9.4 Conclusion and Future Work

This paper presented several new methods that can be successfully used in the estimation of the linear FRF as well as frequency-independent nonlinear parameters of a nonlinear system. The methods were first used in the system identification of a single degree of freedom system with the nonlinearity known à priori. Additionally, a black-box identification scheme utilizing the NIXO approaches was presented. Results were compared to those obtained using NIFO methods, which are popular approaches for nonlinear system identification.
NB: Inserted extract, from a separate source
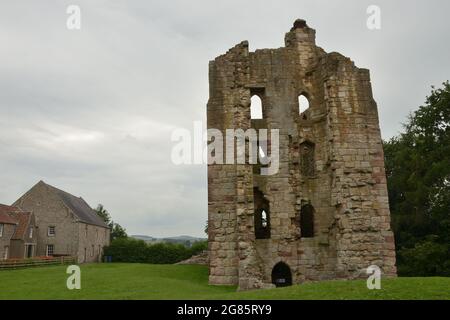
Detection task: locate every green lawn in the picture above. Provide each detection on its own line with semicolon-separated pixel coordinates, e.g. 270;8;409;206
0;263;450;299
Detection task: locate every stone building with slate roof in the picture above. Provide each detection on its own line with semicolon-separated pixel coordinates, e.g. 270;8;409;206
0;204;37;260
13;181;110;263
Based on the outcomes presented in this work, it can be said that the NIXO algorithms show certain advantages over the NIFO approaches. First of all, the NIXO-based methods are not input-signal-sensitive. In the case studies used here, the NIFO algorithms required the mechanical system to be excited with a random forcing function. Furthermore, when considering black-box identification, NIXO methods turned out to be more effective than NIFO. The results returned by the former family of methods clearly showed that the cubic nonlinearity was dominant in the system response. The outcomes from the NIFO black-box identification did not show which nonlinear stiffness term was dominant in the system’s response. Hence, they did not allow for making a confident decision on which of the nonlinear stiffness terms could be eliminated from the model function.

In a future work, both NIXO methods will be employed experimentally to identify the physical parameters describing the nonlinearity of a 3D printed beams for oscillations near their first vibration modes. The results will be then used to compute the NNM backbone curve and compared to the solution obtained by another estimation algorithm and data collected using the well-established testing approach.